Do you like those social media posts?
The posts where an individual creates an image, and fills it with a quote of something that they said? They then attribute that quote to themselves, write more copy about it in the post and share it across their social feeds.
“People will forget what you said, people will forget what you did, but people will never forget how you made them feel.” – Maya Angelou.
Are you Maya Angelou?
Brilliant words. A truism. This must be shared and understood by all. Did you know that the actual quote is, “They may forget what you said — but they will never forget how you made them feel.” Did you know that this saying is actually from 1971 and it is ascribed to Carl W. Buehner who was a high-level official in The Church of Jesus Christ of Latter-Day Saints (according to Quote Investigator). But it’s not just the quote. The quote must be played out on a picture of a distant sunrise, or placed next to a tree glowing in the spring sun, or maybe it’s an image of a baby blue stream in the woods… you get the idea. Look, it’s one thing to share a classic or a great quote. It’s another thing to not attribute it (either to the right person or at all). It’s a whole other ball of wax, if we’ve devolved to the point where we think that whatever we say is worthy of being quotable (and then sharable). It’s a little much, isn’t it?
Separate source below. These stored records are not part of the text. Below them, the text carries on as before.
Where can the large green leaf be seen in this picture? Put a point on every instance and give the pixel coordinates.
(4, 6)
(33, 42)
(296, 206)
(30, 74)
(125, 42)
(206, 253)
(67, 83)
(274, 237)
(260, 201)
Let’s try to stay positive.
I’ve done my best to be graceful about these posts (even the ones that have spelling mistakes in them), but it’s coming to the point where people actually believe that there’s an audience that wants and demands these self-quotes. I don’t know if social media has normalized this level of narcissism, or if it’s that the design technology makes it so easy to create these images… I’m just not sure. But here is what I believe: if you say, write or speak something so profound and powerful, the audience will pick it up, share it, create the graphic for you, and turn it into something much bigger than your words. These quotation graphics should be a tribute from others to the value of your words. While we can never put the genie back in the bottle of how we share the best “us” to the world, we’ve suddenly taking this self-quoting to an entirely different stratosphere when we, ourselves, believe that something we said is so profound that we must be created into a graphic and shared. How can the world move forward and not know about how brilliant I am?
Are we truly this quotable? I don’t believe that we are. I do believe that when someone says something, does something or pushes an idea out there, that the most powerful thing that can happen is when people share it. Is there harm in individuals creating these JPGs of their own words and sharing them? Of course not. Are there bigger fish to fry? Of course there are. Still, we are all trying to get better at marketing ourselves. Because of that, we will try everything/anything to get the word. Self-quoting is not the ideal way to do this. It could be the worst.
The eternal optimist.
The truth is that I am not being pessimistic or mean. I’m trying to be an optimist here. I’m trying to shine a light on a practice with a sense of “we can do better,” instead of the big eyeroll that these self-quote images usually generate. Instead, here’s a bigger idea: Create great content. Say brilliant things. If, indeed, the content is great and the words are brilliant, have trust and faith that the community and audience will service it by creating these JPGs, and sharing what you say with the world. Ask yourself this question: Would you rather have someone else tell the world how great you are, or would you rather tell everyone yourself?
Ideas that are meant to fly, always fly. Great thoughts that are spoken, always get traction. There’s no need to force it. Keep producing and the thinking will find its audience.